Hey guys! I was sitting here today, minding my own business… when the following tweet showed up in one of my search columns! (Why yes I do search on NetApp, and every major vendor in the Industry that I know a real lot about, I like to stay topical! oh and RT job opportunities… I know peoples ;))
So I thought “Well Hey! I’d like to understand the challenges associated with NetApp’s Deduplication! Let’s get down to business!”

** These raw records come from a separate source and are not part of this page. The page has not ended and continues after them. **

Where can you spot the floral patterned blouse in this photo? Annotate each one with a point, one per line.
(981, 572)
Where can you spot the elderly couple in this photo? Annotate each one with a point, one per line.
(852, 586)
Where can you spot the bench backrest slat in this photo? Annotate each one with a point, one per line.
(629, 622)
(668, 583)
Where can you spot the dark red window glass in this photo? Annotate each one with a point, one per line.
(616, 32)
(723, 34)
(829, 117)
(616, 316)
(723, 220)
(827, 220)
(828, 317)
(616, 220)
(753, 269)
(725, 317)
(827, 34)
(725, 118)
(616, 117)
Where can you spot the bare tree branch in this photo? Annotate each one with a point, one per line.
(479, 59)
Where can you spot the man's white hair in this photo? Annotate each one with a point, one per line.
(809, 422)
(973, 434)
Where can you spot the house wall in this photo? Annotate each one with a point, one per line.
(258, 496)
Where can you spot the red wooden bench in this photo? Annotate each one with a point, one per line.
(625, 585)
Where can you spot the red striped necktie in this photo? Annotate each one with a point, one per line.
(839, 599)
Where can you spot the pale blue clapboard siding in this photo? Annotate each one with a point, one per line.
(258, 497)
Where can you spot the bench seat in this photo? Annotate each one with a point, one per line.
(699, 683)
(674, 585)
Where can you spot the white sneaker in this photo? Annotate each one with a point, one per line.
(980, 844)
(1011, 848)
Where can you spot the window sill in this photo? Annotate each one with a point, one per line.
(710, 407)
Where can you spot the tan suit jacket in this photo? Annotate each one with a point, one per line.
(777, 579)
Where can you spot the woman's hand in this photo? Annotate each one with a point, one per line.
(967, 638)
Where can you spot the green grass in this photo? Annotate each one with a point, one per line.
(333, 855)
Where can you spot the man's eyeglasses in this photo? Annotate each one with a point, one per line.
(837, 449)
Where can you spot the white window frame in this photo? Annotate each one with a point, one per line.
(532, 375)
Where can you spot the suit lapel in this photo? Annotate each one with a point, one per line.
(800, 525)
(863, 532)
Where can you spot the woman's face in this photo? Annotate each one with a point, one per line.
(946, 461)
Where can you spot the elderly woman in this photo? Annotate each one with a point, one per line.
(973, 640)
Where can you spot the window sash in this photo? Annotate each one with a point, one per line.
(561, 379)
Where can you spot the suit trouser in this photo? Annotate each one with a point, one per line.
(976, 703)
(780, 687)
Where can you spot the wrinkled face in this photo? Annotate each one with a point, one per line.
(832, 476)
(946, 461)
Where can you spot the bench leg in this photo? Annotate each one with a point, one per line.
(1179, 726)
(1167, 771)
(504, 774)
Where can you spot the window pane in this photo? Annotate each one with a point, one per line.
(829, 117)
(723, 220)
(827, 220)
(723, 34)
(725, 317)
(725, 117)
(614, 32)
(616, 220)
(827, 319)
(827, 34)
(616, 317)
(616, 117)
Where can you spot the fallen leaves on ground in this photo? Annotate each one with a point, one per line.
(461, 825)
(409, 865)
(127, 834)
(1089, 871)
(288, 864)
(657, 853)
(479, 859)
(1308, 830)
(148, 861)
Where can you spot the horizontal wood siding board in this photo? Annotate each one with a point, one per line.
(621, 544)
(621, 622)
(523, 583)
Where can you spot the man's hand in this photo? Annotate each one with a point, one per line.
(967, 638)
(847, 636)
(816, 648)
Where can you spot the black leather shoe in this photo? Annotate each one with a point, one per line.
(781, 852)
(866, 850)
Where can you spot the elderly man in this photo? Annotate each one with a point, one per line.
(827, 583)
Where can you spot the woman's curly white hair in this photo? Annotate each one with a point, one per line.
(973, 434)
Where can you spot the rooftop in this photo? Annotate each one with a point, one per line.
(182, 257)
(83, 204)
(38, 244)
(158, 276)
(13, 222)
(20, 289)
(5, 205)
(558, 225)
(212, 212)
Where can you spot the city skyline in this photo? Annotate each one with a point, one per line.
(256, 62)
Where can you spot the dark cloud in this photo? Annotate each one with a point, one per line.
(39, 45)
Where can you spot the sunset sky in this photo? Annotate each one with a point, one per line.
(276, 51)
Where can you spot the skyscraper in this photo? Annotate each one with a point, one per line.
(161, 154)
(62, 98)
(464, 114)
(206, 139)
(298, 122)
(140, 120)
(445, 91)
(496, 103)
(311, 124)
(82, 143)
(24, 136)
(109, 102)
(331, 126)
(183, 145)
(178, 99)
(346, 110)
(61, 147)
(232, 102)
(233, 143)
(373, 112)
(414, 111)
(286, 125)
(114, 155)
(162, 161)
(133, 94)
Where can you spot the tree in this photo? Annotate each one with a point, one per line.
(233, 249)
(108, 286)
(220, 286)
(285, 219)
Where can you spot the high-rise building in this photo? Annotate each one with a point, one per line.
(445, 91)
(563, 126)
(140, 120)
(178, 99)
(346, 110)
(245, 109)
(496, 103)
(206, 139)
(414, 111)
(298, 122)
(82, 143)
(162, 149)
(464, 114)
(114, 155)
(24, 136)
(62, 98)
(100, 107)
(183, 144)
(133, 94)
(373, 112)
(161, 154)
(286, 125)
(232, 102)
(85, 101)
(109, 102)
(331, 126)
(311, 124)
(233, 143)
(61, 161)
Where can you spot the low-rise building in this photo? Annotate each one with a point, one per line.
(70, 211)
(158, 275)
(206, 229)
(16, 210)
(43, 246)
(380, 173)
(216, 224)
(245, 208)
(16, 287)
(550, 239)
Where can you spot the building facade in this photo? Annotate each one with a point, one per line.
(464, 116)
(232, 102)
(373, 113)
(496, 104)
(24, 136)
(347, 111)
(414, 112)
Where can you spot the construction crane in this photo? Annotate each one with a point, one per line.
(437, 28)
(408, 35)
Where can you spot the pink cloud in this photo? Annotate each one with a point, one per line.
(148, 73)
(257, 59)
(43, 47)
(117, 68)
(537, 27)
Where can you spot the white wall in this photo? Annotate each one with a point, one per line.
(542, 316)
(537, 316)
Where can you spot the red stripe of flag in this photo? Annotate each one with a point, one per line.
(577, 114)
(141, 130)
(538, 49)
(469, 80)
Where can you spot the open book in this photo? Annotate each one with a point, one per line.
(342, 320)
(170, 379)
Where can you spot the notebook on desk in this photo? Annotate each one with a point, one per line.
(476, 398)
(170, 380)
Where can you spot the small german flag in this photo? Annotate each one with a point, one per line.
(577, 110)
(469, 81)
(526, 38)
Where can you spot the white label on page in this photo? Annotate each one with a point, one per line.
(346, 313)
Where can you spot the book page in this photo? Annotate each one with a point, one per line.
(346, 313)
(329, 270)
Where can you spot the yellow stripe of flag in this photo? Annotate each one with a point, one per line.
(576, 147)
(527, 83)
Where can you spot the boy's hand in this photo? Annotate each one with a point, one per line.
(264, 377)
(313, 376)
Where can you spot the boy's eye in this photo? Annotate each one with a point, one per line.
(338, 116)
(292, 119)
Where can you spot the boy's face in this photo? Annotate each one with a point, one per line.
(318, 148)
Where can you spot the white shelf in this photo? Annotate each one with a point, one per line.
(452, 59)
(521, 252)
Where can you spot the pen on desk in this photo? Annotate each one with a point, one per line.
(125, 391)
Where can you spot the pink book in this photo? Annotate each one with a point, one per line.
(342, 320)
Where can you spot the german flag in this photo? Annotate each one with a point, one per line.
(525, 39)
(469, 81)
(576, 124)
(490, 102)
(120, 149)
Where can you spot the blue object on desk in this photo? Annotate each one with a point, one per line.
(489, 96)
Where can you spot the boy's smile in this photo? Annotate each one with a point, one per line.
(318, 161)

I click the little link which takes me to THIS PAGE where I fill out a form to receive my “Complimentary White Paper” ooh, yay! And let me tell you, other than the abusive form (Oh lovely… who makes people fill out FORMS for content.. yea I know, I know..) this thing looked pretty damn sweet! FYI: By sweet, I mean it looks so professional, so nice, like a solid Marketing Group got their hands on this and prettified it! I mean look at it!
Tell me that doesn’t look damn professional! Hell, I’d even at first pass with NO knowledge, take everything contained within that document at face value as the truth, I mean cmon let’s cover the facts here.
- This whitepaper looks SWEET! It’s all logo’d out and everything too!
- It’s only 8 pages; that speaks of SOLID content including not only text, but pictures and CITING evidence! Sweet right?!
- And you said it; right there on the first page is says “BUSINESS WHITE PAPER” Tell me that does not spell PRO all over it.
So what I’m thinking is, clearly this has been vetted by a set of experts who have validated the data and ensured that it is correct; or at least within the context of the information consider the footer of this document claims to have been published January 2011. So this CLEARLY should be current.
Yea… No. Not Quite. Quite the opposite? I guess it may be time to explain though! But before I go there, Disclaimer time!
HP’s Disclaimer at the bottom of the document:
© Copyright 2011 Hewlett?Packard Development Company, L.P. The information contained herein is subject to change without notice. The only warranties for HP products and services are set forth in the express warranty statements accompanying such products and services. Nothing herein should be construed as constituting an additional warranty. HP shall not be liable for technical or editorial errors or omissions contained herein.
My Disclaimer for what you’re about to read:
I do not work for HP and I have nothing against HP. I do not work for NetApp and have nothing against NetApp. Yea I work for EMC – Wait, aren’t you the competition?! WHY ARE YOU RAGGING ON HP FOR THEIR POORLY WRITTEN PAPER?! I think that falls in line because, when *I* Publish something attacking NetApp’s deduplication I do the homework and validate it (Except for when I quote external third parties… Yea I don’t do that anymore because… you end up with a mess like this document that HP has released ;)) OMG Seriously?! Seriously HP!? You’ve spurned me to write this because you upset my competitive nature. With that said, let’s get down to brass tacks. Secondary Disclaimer: I had forgotten I read this originally when this post came out HP Launches an Unprovoked Attack on NetApp Deduplication and you know what? between seeing it circulate AGAIN and having me fill out a form… yea Sean following bad data with bad data is #fail either way. Tertiary Disclaimer; a lot of the ‘concerns’ and ‘considerations’ addressed in the HP Paper which they’re claiming StoreOnce is the bees knees can solve, are actually readily solved with Industry Best of Breed Avamar and Data Domain, let alone leveraging VNX Deduplication and Compression, but I won’t go there because that is outside of the boundaries of this particular post :)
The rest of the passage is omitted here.